And finally, the Great Compartmentalization of Trump was the defiant insistence that these were the things that mattered, and anyone who cared about other things, like honor and decency, were elitists, establishment and cucks.
Of course, the people who made these bargains, who tricked themselves into thinking about Trump like a buffet where they could take what they want and leave what they didn't, arbitrarily decided to imbue one group of things -- policies, in most cases -- with more significance than another group of things, like innate character.
But the two categories only ever existed as separate in their own imaginations. There were no compartments, only the totality of Trump and his designs on the nation.
That's why now, as only a few Republican lawmakers have poked their heads out to disavow Trump's despicable, indefensible and un-American tirade against four elected, American women of color, it is particularly dumbfounding and disingenuous to suggest we can still compartmentalize this president.
And yet. Sen. Joni Ernst admitted his tweets were racist, but asked, "Let's focus on policies and we can debate those policies because I personally think the GOP has a stronger platform to talk about. That's what we should be focusing on." Sen. Rob Portman blithely reminded a CNN host who asked him why Trump's words were wrong that he'd originally been booked to discuss immigration.
Sen. Pat Toomey condemned the comments about the Democratic congresswomen, but offered, "We should defeat their ideas on the merits, not on the basis of their ancestry."

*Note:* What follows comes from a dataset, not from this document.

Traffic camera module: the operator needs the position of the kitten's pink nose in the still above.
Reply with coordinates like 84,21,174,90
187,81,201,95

Here's the problem: Trump's corrosive agenda to divide America is the policy. Bigotry and otherism are both the ideas and the merits for Trump. The racist rhetoric is the agenda. Pretending they are separate or disconnected was, is and always will be a cop-out and a lie.
So, Republicans, be advised: No one will look back and think, sure, Trump was a bigot but the party nobly accepted that in order to pass tax legislation. History -- very near history -- will dissolve the lie and the imaginary compartments and reveal only one thing: Republicans stood for Trump. They stood for all of him.